You’ll recognise Charlotte Richie as Oregon, one of the student gang in Channel 4’s university comedy-drama Fresh Meat – which coincided with Culture or Trash’s own rocky ride through academia. Oregon’s occasional impieties, Charlotte reveals, were quite an act.
‘I was such a boring student myself. I wish I had a great story but I just don’t,’ she admits. But the brother’s got a cracker. ‘Being chased by muggers in a long black coat,’ reminisces Luke Ritchie. ‘Clutching a giant novelty cheque I’d won from a battle of the bands. They didn’t get it from me.’
As well as acting, Charlotte sings; and as well as his Benny Hill tribute act, Luke sings. Recently, they’ve sung together, and their debut EP ‘Light of Another’ is released on 9 June.
One of the more concise online autobiographies of the new twosome reads: ‘Luke and Charlotte Ritchie are brother and sister, and occasionally make music together’. Siblings first and foremost, then. I put it to them that they must have worked hard to keep work and family quite so separate until, in 2012, they ended up on a stage together. But I’m mistaken. ‘Actually’, says Luke, ‘we sang together in 2010. And we grew up around music. It wasn’t a peaceful household.’
Flesh and blood are one thing, and true songwriting spark quite another. But it’s all worked out rather dandily. There, on ‘Light of Another’, is the desolate aesthetic as cultivated in Luke’s solo work; its beat-driven choruses possessed of brilliant urgency when Charlotte’s there to enforce the refrain.
The video shows an anonymous couple executing a mechanical, silent night-time dance in a car park. An encounter between similar-yet-different elements, where the chemistry all unfolds very automatically, feels emblematic of a reunion of siblings with complementary talents but quite distinct career trajectories. She: (contradictorily) a darling of both the C4 viewership and – thanks to her work with All Angels – of Classic FM. He: a dogged songsmith and networker who almost got in there with the remnants of Limp Bizkit.
With that in mind, there’s no reason the Ritchies ‘ought to’ sound any better than your next recently-cobbled-together twosome. How did those studio sessions pan out? ‘Surprisingly fun’, says Charlotte; for Luke, ‘surprisingly great’. There’s a no-holds-barred policy on criticism, but it’s a lot more constructive than, say, the old Oasis policy.
Granted, there are squabbles – Charlotte here dobs in her brother for ‘stealing all my food, or taking things out of my hands and throwing them on the floor’, while Luke recounts his ‘coping’ strategy which sounds like a variation of playing dead – but in the studio, it’s all business. ‘We’re both idiots,’ concludes Charlotte, ‘but we work well together in tandem, as idiots.’ Culture or Trash wonders if the ‘hard sell’ has always been a Ritchie forte.
A track from the EP called ‘Hammerite’ has an appropriately shiny complexion thanks to some splendid harmonies which only bandmates who share DNA can achieve. Its plonky bass and slide guitar harken to a golden era of folk music, but the video takes an ambivalent stance towards memory – as a toddler toddles through a disordered house of smashed wine glasses, half-picked chicken carcasses, and absent parents. The symbolism is through the roof, but Charlotte is coy about ‘meanings’. ‘You can kind of take whatever you want from them. There isn’t a specific agenda in the lyrics.’

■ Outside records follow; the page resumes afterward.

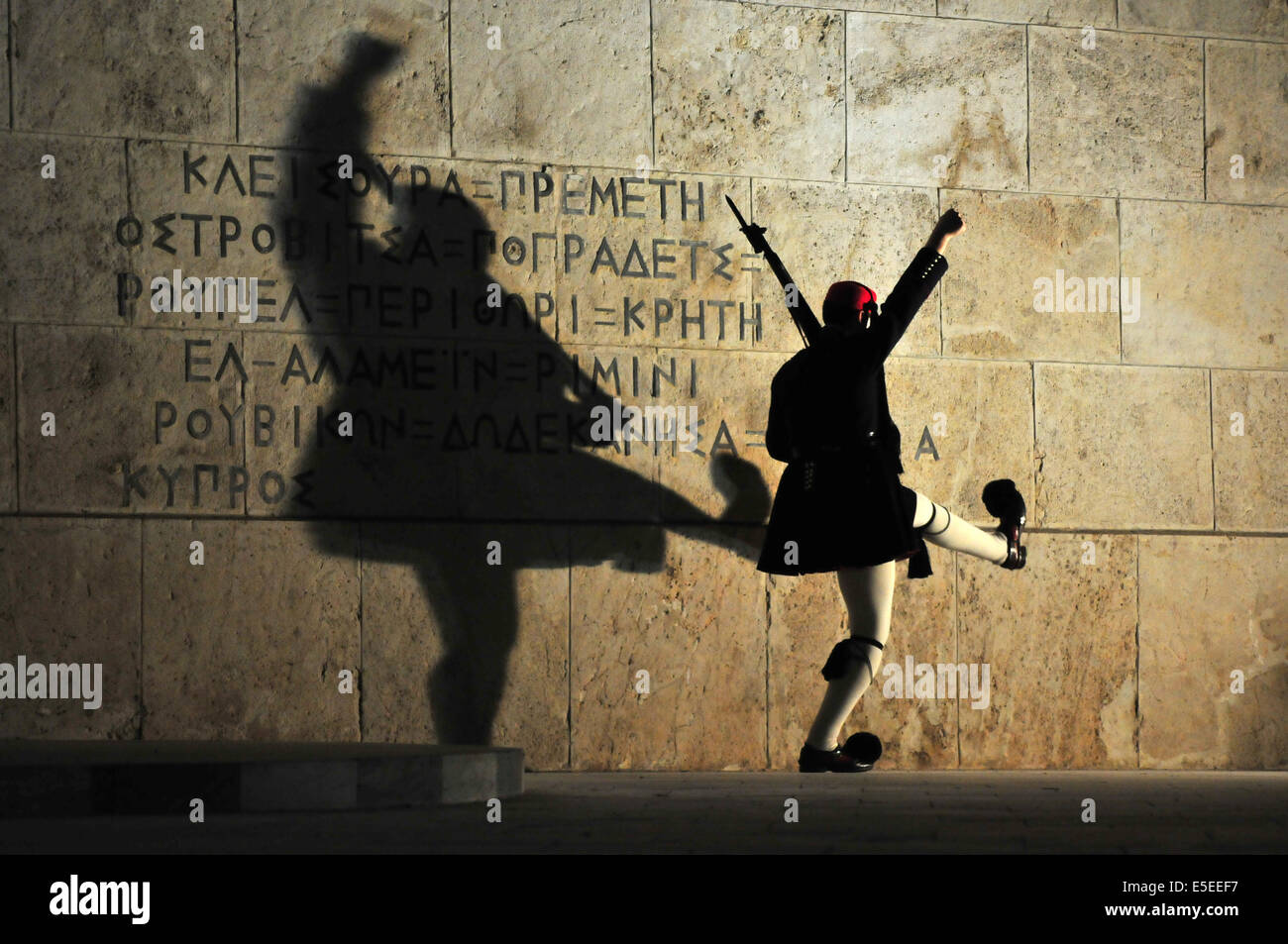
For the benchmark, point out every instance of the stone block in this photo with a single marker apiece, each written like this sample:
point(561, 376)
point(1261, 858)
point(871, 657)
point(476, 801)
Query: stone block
point(1245, 111)
point(121, 69)
point(841, 232)
point(1209, 284)
point(1099, 13)
point(655, 261)
point(923, 8)
point(403, 249)
point(391, 463)
point(1122, 119)
point(137, 416)
point(522, 93)
point(218, 211)
point(992, 291)
point(4, 73)
point(1249, 20)
point(936, 102)
point(729, 472)
point(240, 648)
point(986, 433)
point(478, 249)
point(286, 52)
point(807, 617)
point(732, 94)
point(69, 595)
point(694, 620)
point(59, 241)
point(1248, 450)
point(1211, 607)
point(532, 450)
point(460, 651)
point(1060, 643)
point(8, 411)
point(1122, 447)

But certainly there’s an agenda on ‘Four Track Tapes’, in which the duo sweetly sing an attack on the music industry, and the ‘strange fuckers’ who populate it. Surely the pair aren’t in a state of disillusionment ahead of their EP tour?
Luke is reflective. ‘Although it’s undeniably cynical, it’s also upbeat. There’s nothing better for me than recording music.’ Charlotte agrees. ‘The song applies to any ambition anyone has. It’s sometimes such hard work getting to where you want to go.’
It’s a sentiment they both know, albeit they’ve formulated it separately. But now, together, about to tour and perhaps to record a second EP (provided Charlotte isn’t whisked off on ‘some random shoot’, says Luke), this is the Ritchies vs. the world. Brother and sister doing it for themselves, and playing nice together.